LIHKGr

The goal of LIHKGr is to scrape text data on the LIHKG, the Hong Kong version of Reddit, for analysis. LIHKG has gained popularity in 2016 and become a popular research data source during recent years. LIHKG is currently protected by Google’s reCAPTCHA, this package currently builds on RSelenium and adopts a semi-manual approach to bypass it.

Installation

devtools::install_github("justinchuntingho/LIHKGr")

Instructions

lihkgr.R contains all the required functions. Please install the following packages: RSelenium, raster, magrittr rvest, and purrr. Follow the following workflow:

Step 1: Create a scraper

For RSelenium to work, you need to specify the browser. If you are using Chrome, you need to also specify the version. For example,create_lihkg(browser = "chrome", chromever = "83.0.4103.39"). If a version is not supplied, by default it will run the most recent version. To see Chrome version currently sourced run binman::list_versions("chromedriver").

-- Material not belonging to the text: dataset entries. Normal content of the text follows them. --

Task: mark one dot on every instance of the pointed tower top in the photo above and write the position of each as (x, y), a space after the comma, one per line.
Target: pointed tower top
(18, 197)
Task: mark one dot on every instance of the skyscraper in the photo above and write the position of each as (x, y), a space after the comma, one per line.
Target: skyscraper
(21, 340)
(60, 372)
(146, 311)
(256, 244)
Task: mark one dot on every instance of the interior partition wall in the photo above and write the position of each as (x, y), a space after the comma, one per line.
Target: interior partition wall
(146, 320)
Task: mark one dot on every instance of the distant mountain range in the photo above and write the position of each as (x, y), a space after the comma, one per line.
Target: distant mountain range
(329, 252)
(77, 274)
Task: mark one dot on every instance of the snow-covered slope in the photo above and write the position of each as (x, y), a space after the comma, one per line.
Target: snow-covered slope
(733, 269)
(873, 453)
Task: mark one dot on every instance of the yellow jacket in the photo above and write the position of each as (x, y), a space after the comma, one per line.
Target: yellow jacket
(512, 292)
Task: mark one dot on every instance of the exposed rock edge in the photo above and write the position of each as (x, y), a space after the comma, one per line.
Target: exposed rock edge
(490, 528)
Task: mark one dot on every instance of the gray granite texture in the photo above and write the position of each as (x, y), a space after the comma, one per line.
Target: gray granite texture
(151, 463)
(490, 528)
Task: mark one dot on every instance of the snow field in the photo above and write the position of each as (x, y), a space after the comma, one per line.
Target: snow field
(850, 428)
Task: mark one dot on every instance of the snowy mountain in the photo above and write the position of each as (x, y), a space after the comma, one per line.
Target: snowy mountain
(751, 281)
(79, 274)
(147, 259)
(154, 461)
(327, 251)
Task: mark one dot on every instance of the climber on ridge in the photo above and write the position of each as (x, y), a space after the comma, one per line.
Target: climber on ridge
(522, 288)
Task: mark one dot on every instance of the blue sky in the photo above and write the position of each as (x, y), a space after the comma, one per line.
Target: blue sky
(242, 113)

## Creating a Firefox instance with a random port.

lihkg <- create_lihkg(browser = "firefox", port = sample(10000:60000, 1), verbose = FALSE)

Step 2: Scrape

# It can accept a single post id
lihkg$scrape(2091171)

# Or a vector
lihkg$scrape(1610753:1610755)

# Another way to do it
postids <- c(1610753, 2091171)
lihkg$scrape(postids)

Step 2.1: If any post id cannot be scraped, retry

lihkg$retry()

Step 3: Get / Save the data

To obtain the dataframe:

lihkg$bag

To save as .RDS:

lihkg$save("lihkg.RDS")

If you don’t want to save the data as RDS, you can just save the bag as any format you like. It is just a regular data frame / tibble:

rio::export(lihkg$bag, "lihkg.xlsx")

Step 4: Destroy the scraper

lihkg$finalize()

Contributors

Citation

Ho, J.C. & Or, N.H.K. (2020). LIHKGr. An application for scraping LIHKG. Source code and releases available at https://github.com/justinchuntingho/LIHKGr.